Kala itu pencalonan  Indra Lukman Siregar dan Dwi Murniati digagalkan oleh PPRF. Lantaran Indra tak punya surat aktif organisasi. Ia hanya bawa SK Kepengurusan BEM UNRI semasa  Abdul Khair. Pada Kabinet Inspirasi itu, ia menjabat sebagai staff Dirjen Kajian Strategi dan Taktik dibawah Kementerian Sosial dan Politik.

Baca: lempar tanggung jawab surat Indra di Pemira FH

Imam juga bukan orang baru di Pemira FH. Ia saat itu menjabat wakil Ketua  PPRF, punya andil menggugurkan pencalonan Indra-Dwi.

Tak dinyana, Amir yang dulunya ketua pemenangan Indra-Dwi, justru mengulang nasib serupa. Bedanya kali ini, Amir punya surat aktif organisasi tapi namanya tak masuk dalam SK.

Peliknya Perma soal Pemira ini tak hanya sebatas soal surat aktif saja. Ini juga menyangkut besarnya biaya yang mesti dikeluarkan calon peserta. Betapa tidak, untuk mendaftar sebagai  bakal calon saja, ada 16 persyaratan yang mesti dipenuhi.

Persyaratan Peserta Pemira FH UNRI

Dari 16 syarat itu, tujuh persyaratan harus membubuhkan materai enam ribu.

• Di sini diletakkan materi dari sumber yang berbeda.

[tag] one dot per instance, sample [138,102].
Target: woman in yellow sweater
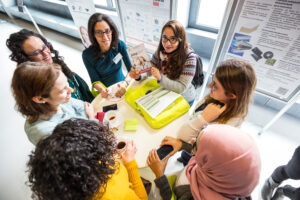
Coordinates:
[78,162]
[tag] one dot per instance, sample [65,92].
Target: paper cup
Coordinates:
[113,119]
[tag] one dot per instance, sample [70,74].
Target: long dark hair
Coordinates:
[178,57]
[98,17]
[15,44]
[236,77]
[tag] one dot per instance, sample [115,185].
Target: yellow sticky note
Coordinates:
[131,124]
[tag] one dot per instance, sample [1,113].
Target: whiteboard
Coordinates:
[142,21]
[267,35]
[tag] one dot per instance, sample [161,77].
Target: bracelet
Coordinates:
[138,79]
[127,82]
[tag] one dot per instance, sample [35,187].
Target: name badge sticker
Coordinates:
[117,58]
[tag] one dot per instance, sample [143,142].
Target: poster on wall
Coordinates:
[267,34]
[143,21]
[81,10]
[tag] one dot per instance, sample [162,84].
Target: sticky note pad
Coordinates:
[131,124]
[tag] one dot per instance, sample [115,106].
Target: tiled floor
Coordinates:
[276,145]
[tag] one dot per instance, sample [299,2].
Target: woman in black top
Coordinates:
[26,45]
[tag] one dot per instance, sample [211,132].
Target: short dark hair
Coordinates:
[98,17]
[15,44]
[75,162]
[32,79]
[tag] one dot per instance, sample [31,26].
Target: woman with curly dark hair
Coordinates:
[78,162]
[26,45]
[174,64]
[103,58]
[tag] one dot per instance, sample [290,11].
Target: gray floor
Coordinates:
[276,145]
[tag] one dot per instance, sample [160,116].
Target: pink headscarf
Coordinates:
[226,165]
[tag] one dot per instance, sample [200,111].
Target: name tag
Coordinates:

Khusus surat keterangan sehat mesti dikeluarkan oleh ahli jiwa untuk jaminan kesehatan jasmani dan rohani.

Amir Pakpahan buka-bukaan soal uang yang dikeluarkannya untuk maju jadi calon wakil gubernur.

“Kami membuat surat ini [keterangan sehat] di RSJ Tampan sebesar 250 ribu rupiah,” kata Amir Pakpahan.

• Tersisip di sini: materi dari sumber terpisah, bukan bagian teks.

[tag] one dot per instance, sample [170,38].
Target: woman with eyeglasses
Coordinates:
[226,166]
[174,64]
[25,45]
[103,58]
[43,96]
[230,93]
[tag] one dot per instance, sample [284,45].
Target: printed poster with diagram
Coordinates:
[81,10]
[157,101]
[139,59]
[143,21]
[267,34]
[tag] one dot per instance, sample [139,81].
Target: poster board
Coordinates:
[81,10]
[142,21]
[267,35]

Merujuk keterangan Amir, satu pasang calon mesti merogoh kocek sampai Rp500 ribu hanya untuk mengurus surat sehat saja.

Belum lagi 14 persyaratan yang mesti ditempel materai 6000. Bila dihitung harga materai di pasaran Rp7 ribu, satu paslon harus gelontorkan uang Rp98 ribu. Dari perhitungan itu saja, minimal satu paslon harus sediakan setengah juta lebih hanya untuk jadi bakal calon. Perkiraan biaya ini belum masuk  cetak foto dan beberapa persyaratan lainnya.

Dosen Hukum Tata Negara UNRI, Zainul Akmal menilai biaya yang dikeluarkan sebagai peserta Pemira ini terlalu besar bagi kalangan mahasiswa.

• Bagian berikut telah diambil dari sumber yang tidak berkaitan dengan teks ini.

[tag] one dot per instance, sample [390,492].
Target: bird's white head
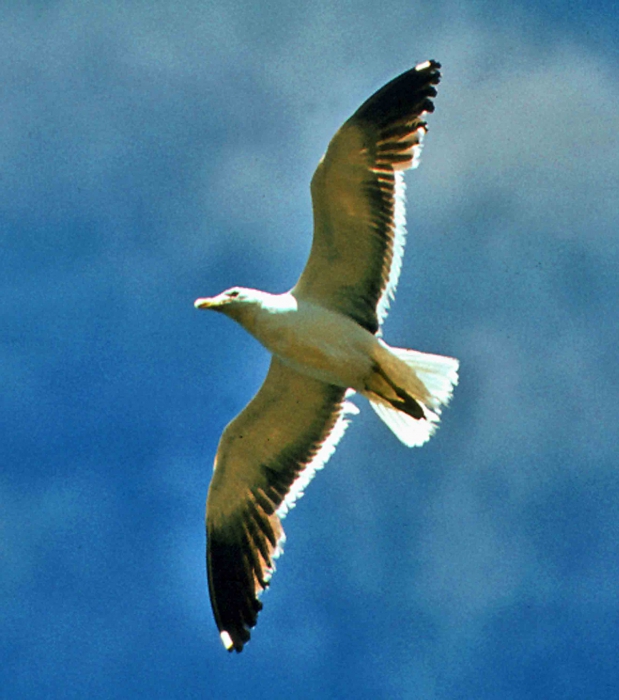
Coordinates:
[231,297]
[240,303]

“Itu sudah cukup untuk membayar uang kos dua bulan atau makan seminggu lebih,” kata Dosen FH UNRI ini.

Ia juga menilai penggunaan materai sebagai persyaratan tak substantif. Lantaran materai bukan penjamin keabsahan hukum suatu dokumen. Melainkan hanya sebagai pajak yang dibebankan negara untuk dokumen-dokumen tertentu.

Zainul juga menganggap surat kesehatan—salah satu syarat pencalonan—lebih baik ditiadakan. Selain mahal, UNRI punya Pusat Konseling Mahasiswa yang bisa dimanfaatkan tanpa dipungut biaya.

“Cukup dengan melampirkan surat keterangan aktif kuliah saja. Karena yang tak sehat kejiwaannya tak mungkin berstatus mahasiswa aktif,” jelasnya.

Sejatinya PPRF telah menjalin kerjasama dengan Kelompok Studi Linux. Yang akan mengurusi aplikasi Electronic  Voting (E-voting) pada pemungutan suara Pemira FH. Aplikasi yang disediakan KSL dibandrol Rp3 juta.

Panitia juga sudah bersiap bayar panjar setengahnya saat KSL mulai memasukkan data pemilih. Tak dinyana PPRF tetapkan calon tunggal. Aplikasi pun urung digunakan.

“Kami sudah siap 80 persen untuk pemilihan. Terhambat di pembuatan proposal dan tanda tangan DPM,” jelas Wawan yang kini Kepala Dinas Sosial Politik BEM Imam-Basar.